Inserting data into ClickHouse in large batches is a best practice. It saves compute cycles and disk I/O, and therefore it saves money. If your usecase allows you to batch your inserts external to ClickHouse, then that is one option. If you would like ClickHouse to create the batches, then you can use the asynchronous INSERT mode described here.
Use asynchronous inserts as an alternative to both batching data on the client-side and keeping the insert rate at around one insert query per second by enabling the async_insert setting. This causes ClickHouse to handle the batching on the server-side.
By default, ClickHouse is writing data synchronously. Each insert sent to ClickHouse causes ClickHouse to immediately create a part containing the data from the insert. This is the default behavior when the async_insert setting is set to its default value of 0:
By setting async_insert to 1, ClickHouse first stores the incoming inserts into an in-memory buffer before flushing them regularly to disk.

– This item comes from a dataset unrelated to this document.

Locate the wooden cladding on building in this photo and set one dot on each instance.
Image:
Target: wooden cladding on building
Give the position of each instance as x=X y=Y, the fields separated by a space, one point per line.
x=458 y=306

There are two possible conditions that can cause ClickHouse to flush the buffer to disk:
- buffer size has reached N KB in size (N is configurable via async_insert_max_data_size)
- at least N ms has passed since the last buffer flush (N is configurable via async_insert_busy_timeout_ms)

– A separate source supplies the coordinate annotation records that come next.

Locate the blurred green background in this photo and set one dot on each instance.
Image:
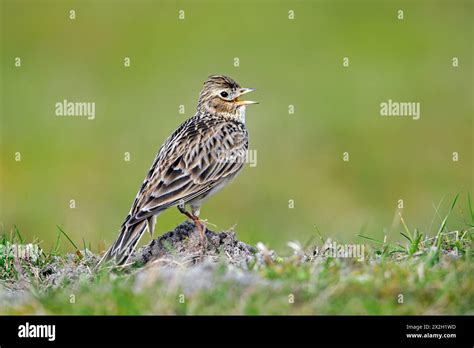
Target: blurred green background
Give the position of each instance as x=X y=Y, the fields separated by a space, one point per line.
x=297 y=62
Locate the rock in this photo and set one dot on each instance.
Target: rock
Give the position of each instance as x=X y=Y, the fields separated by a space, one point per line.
x=183 y=246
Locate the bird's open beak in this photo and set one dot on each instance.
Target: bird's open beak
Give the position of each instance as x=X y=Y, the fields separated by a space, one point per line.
x=243 y=91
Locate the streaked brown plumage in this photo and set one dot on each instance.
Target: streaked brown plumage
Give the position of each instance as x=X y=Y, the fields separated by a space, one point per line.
x=203 y=155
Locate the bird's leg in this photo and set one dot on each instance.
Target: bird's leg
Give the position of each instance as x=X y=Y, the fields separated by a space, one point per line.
x=194 y=216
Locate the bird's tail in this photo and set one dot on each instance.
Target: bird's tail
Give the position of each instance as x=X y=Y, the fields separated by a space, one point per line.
x=123 y=247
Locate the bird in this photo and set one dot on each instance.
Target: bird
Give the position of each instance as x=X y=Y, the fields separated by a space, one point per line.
x=202 y=156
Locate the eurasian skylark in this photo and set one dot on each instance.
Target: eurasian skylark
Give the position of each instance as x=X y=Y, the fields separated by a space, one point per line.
x=201 y=157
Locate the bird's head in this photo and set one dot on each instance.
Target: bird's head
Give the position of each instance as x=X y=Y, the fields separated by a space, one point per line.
x=221 y=96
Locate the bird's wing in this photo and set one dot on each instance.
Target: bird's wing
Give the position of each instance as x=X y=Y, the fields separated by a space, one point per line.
x=197 y=157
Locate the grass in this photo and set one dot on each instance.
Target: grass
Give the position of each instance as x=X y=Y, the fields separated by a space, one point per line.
x=425 y=275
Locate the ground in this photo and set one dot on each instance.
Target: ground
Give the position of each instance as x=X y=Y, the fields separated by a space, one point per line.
x=173 y=275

Everytime any of the conditions above are met, ClickHouse will flush its in-memory buffer to disk.
Your data is available for read queries once the data is written to a part on storage. Keep this in mind for when you want to modify the
async_insert_busy_timeout_ms (set as 1 second by default) or the
async_insert_max_data_size (set as 1 MB by default) settings.
With the wait_for_async_insert setting, you can configure if you want an insert statement to return with an acknowledgment either immediately after the data got inserted into the buffer (wait_for_async_insert = 0) or by default, after the data got written to a part after flushing from buffer (wait_for_async_insert = 1).
The following two diagrams illustrate the two settings for async_insert and wait_for_async_insert:
Enabling asynchronous inserts
Asynchronous inserts can be enabled for a particular user, or for a specific query:
Enabling asynchronous inserts at the user level. This example uses the user
default, if you create a different user then substitute that username:
ALTER USER default SETTINGS async_insert = 1
You can specify the asynchronous insert settings by using the SETTINGS clause of insert queries:
INSERT INTO YourTable SETTINGS async_insert=1, wait_for_async_insert=1 VALUES (...)
You can also specify asynchronous insert settings as connection parameters when using a ClickHouse programming language client.
As an example, this is how you can do that within a JDBC connection string when you use the ClickHouse Java JDBC driver for connecting to ClickHouse Cloud :
Our strong recommendation is to use async_insert=1,wait_for_async_insert=1 if using asynchronous inserts. Using wait_for_async_insert=0 is very risky because your INSERT client may not be aware if there are errors, and also can cause potential overload if your client continues to write quickly in a situation where the ClickHouse server needs to slow down the writes and create some backpressure in order to ensure reliability of the service.
Manual batching (see section above)) has the advantage that it supports the built-in automatic deduplication of table data if (exactly) the same insert statement is sent multiple times to ClickHouse Cloud, for example, because of an automatic retry in client software because of some temporary network connection issues.